Giants Broadcaster Emotionally Shares News of Willie Mays's Death While Calling Game
San Francisco Giants broadcaster Dave Flemming was working the visitors’ radio booth at Wrigley Field during Tuesday's game against the Chicago Cubs when his job got a thousand times more difficult.
News of Willie Mays’s death broke Tuesday evening, sending shockwaves across the baseball community. Flemming caught wind of Mays’s death at a rather inopportune time, as he was in the middle of doing the play-by-play in the bottom of the fourth.
Somehow, Flemming still managed to continue calling the game while also delicately reporting the death of the Giants legend on-air. At one point, Flemming appeared to choke up, but he quickly gathered himself and paid a sweet tribute to Mays.
“I’m having a hard time saying the words,” Flemming started.
A long pause.
“But we found out just a little while ago, and the Giants have now made an announcement—here’s a ground ball to second, Estrada throws out Pete Crow-Armstrong—the all-time greatest Giant, No. 24 Willie Mays, has passed away today at the age of 93.”
“And right as we get ready to head to his hometown in honor of the great Willie Mays, we have to say goodbye,” continued Flemming, his voice wavering. “So we’ll step aside here for a moment and come back and the ball game will continue. And obviously we’re going to talk a lot more about Willie tonight and over the next many, many days.
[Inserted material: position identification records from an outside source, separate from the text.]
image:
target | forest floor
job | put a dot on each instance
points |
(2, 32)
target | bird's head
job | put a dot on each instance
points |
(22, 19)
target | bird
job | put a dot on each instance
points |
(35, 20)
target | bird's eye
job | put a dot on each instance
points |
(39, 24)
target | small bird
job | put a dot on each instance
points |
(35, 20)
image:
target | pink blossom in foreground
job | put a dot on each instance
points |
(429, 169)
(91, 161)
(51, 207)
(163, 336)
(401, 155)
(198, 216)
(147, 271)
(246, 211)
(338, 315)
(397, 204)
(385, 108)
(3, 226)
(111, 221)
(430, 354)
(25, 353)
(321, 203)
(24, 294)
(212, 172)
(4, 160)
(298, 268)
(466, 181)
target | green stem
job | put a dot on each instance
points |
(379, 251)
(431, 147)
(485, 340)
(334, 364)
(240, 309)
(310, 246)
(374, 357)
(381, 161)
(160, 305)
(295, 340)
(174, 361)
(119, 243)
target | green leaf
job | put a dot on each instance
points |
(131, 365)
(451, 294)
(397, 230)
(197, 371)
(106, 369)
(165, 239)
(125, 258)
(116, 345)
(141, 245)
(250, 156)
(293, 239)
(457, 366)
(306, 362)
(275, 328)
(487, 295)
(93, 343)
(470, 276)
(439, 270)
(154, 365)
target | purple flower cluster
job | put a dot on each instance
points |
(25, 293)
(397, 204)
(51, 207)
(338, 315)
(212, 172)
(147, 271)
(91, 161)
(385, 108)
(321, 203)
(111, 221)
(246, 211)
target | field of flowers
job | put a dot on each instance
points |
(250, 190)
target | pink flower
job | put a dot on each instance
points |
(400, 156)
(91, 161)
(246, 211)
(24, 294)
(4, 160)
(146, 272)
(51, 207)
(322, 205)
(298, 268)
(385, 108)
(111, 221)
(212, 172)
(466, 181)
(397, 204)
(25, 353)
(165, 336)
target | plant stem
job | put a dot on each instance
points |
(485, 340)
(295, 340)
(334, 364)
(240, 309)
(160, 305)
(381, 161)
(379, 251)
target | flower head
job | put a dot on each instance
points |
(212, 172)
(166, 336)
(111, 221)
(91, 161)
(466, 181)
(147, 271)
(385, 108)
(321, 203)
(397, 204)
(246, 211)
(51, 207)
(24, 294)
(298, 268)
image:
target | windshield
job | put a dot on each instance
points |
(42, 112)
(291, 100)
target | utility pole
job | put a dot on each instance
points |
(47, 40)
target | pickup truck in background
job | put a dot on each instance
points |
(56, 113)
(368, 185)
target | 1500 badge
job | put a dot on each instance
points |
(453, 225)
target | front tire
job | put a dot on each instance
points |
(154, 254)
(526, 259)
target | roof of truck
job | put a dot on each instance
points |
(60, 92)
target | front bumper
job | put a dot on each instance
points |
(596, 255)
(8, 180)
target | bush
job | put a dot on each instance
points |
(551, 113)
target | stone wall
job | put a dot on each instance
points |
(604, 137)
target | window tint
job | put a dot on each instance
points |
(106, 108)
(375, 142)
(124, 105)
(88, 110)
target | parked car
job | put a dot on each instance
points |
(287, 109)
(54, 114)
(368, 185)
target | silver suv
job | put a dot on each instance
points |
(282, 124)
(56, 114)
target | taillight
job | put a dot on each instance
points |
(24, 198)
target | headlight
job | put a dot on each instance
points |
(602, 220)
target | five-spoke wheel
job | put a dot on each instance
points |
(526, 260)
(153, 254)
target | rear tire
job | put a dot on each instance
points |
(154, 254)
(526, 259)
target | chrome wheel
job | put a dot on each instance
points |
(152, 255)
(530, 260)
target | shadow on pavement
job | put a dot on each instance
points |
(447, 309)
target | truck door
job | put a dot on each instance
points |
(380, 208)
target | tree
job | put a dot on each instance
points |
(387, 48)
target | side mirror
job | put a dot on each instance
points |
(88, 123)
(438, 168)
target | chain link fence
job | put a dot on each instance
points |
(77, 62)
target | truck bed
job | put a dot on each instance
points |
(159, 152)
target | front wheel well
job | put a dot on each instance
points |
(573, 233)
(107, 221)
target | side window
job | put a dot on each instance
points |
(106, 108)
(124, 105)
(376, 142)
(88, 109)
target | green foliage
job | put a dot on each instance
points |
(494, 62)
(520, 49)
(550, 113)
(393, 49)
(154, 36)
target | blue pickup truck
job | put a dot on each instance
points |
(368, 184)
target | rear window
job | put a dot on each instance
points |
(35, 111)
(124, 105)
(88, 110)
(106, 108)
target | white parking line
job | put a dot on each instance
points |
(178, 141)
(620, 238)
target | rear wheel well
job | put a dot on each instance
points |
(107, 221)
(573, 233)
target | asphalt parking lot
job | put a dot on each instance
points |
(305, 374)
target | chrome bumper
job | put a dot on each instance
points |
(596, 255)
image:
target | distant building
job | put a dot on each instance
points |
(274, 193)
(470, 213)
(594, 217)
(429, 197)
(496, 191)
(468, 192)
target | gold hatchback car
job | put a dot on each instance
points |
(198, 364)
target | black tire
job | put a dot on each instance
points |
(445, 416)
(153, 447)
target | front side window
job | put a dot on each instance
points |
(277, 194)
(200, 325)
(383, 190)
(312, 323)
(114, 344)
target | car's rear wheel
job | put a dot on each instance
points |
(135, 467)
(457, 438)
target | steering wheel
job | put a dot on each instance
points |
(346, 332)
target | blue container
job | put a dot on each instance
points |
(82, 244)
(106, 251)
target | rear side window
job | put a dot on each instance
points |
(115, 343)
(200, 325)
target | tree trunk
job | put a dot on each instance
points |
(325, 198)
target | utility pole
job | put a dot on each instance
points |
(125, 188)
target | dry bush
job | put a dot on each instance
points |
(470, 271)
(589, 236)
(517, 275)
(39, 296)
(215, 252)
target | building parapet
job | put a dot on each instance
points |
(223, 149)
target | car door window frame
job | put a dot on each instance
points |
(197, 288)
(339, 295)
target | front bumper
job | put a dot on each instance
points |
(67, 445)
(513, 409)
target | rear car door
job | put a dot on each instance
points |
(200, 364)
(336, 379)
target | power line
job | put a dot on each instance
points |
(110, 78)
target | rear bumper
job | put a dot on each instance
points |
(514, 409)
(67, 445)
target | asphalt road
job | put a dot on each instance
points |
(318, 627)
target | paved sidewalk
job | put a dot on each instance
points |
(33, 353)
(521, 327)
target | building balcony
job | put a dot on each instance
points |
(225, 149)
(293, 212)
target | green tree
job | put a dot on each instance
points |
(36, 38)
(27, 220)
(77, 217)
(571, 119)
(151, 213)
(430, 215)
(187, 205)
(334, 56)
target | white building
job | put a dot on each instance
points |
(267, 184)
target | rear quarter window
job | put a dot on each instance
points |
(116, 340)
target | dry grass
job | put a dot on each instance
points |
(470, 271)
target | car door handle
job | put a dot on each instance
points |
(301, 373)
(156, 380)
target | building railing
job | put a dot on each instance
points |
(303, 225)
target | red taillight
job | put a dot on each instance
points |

I hate to be the one to have to pass that news along.”
Here’s Flemming’s emotional call:
Mays spent the majority of his 23-year MLB career with the Giants and finished with 660 home runs and 2,068 runs scored, good for sixth and seventh all-time respectively. He died two days before the Giants’ scheduled game against the St. Louis Cardinals to honor the Negro Leagues in Mays’s hometown in Alabama.